Die Herren glaubten sich auf's Land versetzt. Der Weg zog sich mitten durch Gärten hin, deren Umfriedungsmauern er mit sich genommen. Große Büsche knospenden Flieders waren zu sehen; das Laub der Bäume zeigte ein zartes Grün. Jeder dieser Gärten bildete ein lauschiges Ganzes für sich allein und in jedem derselben konnte man kleine, halbverborgene Häuser sehen, die bald an einen italienischen Pavillon, bald an einen griechischen Tempel erinnerten. Moos bedeckte die Gipssäulen, während Unkraut den Kalk von den Giebeln löste. »Dies sind kleine Häuschen,« bemerkte der Arzt und zwinkerte mit den Augen.

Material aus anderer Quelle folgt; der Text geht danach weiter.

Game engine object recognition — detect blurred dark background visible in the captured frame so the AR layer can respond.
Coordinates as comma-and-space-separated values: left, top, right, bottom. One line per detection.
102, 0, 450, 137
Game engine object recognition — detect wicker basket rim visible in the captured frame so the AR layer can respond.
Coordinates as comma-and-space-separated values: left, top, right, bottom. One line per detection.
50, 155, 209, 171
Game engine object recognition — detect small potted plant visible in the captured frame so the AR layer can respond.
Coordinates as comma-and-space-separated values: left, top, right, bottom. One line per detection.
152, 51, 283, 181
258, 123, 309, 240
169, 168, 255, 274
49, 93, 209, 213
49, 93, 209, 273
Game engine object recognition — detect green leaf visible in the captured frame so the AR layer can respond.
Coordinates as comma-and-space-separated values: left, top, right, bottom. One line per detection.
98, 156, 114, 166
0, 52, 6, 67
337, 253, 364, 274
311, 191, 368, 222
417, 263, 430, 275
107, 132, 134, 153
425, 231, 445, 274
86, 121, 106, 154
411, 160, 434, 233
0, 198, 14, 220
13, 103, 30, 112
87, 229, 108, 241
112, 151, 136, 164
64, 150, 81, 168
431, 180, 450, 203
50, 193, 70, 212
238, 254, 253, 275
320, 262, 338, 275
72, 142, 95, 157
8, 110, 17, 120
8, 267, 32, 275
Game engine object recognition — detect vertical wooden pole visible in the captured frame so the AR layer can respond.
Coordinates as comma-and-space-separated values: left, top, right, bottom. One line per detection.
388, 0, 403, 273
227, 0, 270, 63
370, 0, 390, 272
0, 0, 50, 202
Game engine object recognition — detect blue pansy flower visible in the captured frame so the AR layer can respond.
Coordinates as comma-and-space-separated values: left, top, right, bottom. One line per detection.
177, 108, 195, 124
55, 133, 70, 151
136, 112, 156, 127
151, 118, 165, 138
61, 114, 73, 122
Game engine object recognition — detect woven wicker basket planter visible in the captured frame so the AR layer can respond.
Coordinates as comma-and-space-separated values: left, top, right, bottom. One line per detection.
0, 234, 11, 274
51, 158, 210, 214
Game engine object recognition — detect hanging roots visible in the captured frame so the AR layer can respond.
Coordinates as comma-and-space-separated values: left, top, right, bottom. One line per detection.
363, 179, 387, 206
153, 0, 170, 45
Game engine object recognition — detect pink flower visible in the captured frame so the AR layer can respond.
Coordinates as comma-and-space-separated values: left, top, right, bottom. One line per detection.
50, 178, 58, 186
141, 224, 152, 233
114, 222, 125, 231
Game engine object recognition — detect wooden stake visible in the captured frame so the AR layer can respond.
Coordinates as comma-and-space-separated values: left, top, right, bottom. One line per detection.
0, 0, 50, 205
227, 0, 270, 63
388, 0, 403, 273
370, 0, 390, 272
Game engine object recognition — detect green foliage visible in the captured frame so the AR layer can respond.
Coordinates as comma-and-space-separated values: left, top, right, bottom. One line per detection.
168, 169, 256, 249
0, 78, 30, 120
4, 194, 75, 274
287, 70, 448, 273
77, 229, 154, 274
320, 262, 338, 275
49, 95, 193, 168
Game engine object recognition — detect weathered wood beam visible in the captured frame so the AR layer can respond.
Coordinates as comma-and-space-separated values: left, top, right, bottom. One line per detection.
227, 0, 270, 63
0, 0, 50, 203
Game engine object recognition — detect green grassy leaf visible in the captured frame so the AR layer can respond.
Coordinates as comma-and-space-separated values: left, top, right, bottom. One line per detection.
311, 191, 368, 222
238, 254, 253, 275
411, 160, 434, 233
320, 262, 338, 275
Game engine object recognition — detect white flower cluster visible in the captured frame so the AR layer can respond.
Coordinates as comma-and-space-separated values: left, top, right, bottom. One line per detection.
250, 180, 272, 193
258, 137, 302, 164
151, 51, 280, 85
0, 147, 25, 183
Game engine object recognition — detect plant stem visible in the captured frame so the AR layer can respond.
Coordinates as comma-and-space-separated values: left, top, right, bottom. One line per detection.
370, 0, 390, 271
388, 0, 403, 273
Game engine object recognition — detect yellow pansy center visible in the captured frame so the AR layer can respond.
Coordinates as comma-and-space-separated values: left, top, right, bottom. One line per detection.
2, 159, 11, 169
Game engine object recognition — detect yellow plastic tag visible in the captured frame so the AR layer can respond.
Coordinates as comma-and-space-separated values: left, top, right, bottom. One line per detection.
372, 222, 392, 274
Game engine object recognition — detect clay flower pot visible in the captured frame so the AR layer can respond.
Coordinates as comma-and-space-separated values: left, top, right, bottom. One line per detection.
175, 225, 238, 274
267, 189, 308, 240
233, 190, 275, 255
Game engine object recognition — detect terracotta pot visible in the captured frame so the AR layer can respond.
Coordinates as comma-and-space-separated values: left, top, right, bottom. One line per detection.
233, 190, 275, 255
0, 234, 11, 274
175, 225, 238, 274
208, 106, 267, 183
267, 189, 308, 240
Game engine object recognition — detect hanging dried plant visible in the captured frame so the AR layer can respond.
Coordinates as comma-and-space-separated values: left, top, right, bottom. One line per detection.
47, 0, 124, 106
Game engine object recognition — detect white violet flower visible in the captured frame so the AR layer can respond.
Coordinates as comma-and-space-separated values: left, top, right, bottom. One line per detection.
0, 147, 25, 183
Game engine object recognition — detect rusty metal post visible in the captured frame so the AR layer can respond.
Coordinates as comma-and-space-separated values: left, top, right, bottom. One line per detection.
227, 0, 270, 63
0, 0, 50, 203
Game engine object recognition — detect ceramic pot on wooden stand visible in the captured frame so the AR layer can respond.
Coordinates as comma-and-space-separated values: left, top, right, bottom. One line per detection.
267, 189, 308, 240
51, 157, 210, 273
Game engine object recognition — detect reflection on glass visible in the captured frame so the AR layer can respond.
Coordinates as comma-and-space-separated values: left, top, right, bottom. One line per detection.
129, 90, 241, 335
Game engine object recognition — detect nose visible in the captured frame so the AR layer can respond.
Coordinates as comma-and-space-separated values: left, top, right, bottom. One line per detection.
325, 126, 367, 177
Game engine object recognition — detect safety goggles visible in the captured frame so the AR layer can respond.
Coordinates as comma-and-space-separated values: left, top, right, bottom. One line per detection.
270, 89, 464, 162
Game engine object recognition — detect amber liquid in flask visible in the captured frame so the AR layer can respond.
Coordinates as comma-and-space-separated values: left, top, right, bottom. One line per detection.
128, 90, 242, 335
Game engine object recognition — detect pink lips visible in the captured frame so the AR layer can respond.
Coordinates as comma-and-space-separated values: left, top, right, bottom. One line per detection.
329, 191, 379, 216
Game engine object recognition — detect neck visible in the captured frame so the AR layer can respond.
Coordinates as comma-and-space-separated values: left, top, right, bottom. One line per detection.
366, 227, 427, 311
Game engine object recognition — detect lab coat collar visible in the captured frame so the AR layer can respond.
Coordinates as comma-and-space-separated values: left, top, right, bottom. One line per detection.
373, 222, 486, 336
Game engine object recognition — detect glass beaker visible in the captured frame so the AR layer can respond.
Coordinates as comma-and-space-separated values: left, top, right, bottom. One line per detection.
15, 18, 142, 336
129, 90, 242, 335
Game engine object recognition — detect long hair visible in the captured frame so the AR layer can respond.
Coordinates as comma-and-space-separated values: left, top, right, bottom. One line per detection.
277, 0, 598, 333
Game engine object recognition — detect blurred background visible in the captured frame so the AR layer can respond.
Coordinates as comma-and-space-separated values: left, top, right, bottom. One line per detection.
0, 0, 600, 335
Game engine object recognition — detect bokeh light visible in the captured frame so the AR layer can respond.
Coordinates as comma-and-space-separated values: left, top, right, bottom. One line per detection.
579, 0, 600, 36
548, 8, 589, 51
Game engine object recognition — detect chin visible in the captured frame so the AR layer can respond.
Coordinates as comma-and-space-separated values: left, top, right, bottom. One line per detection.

Und als er sah, daß ihn die Herren nicht verstanden, erklärte er ihnen, daß die Marquis und Herzoge unter Ludwig XV. für ihre Liebesabenteuer sich lauschige Schlupfwinkel erbaut hatten. Das war damals Mode. Dann fuhr er fort:

»Man nannte das » kleine Häuschen« und in diesem Viertel gab es eine Menge derselben ... Es trugen sich daselbst mitunter ganz merkwürdige Dinge zu!«

Die Herren von der Kommission waren sehr aufmerksam geworden. Die Augen der beiden Industriellen glänzten und lächelnd, mit lebhaftem Interesse betrachteten sie die Gärten, diese Pavillons, für die sie vor den Erklärungen ihres Kollegen keinen Blick gehabt. Eine Grotte, die sie in einem Garten entdeckten, hielt ihre Aufmerksamkeit besonders lange gefesselt. Als der Arzt aber beim Anblick eines Gebäudes, an dessen Abtragung bereits gearbeitet wurde, behauptete, er erkenne das kleine Häuschen des von seinen Orgien her wohlbekannten Grafen von Savigny, verließ die ganze Kommission den Boulevard, um die Ruine zu besichtigen. Sie erkletterten die Schutthaufen, drangen durch die Fenster in die Räume des Erdgeschosses und da die Arbeiter eben bei ihrem Frühstück waren, so konnten die Herren nach Belieben daselbst verweilen. Sie blieben da eine volle halbe Stunde, betrachteten die Rosetten des Plafonds, die Malereien an den Wänden, die Schnitzereien an den Thüren, während der Arzt das Ganze zu rekonstruiren suchte.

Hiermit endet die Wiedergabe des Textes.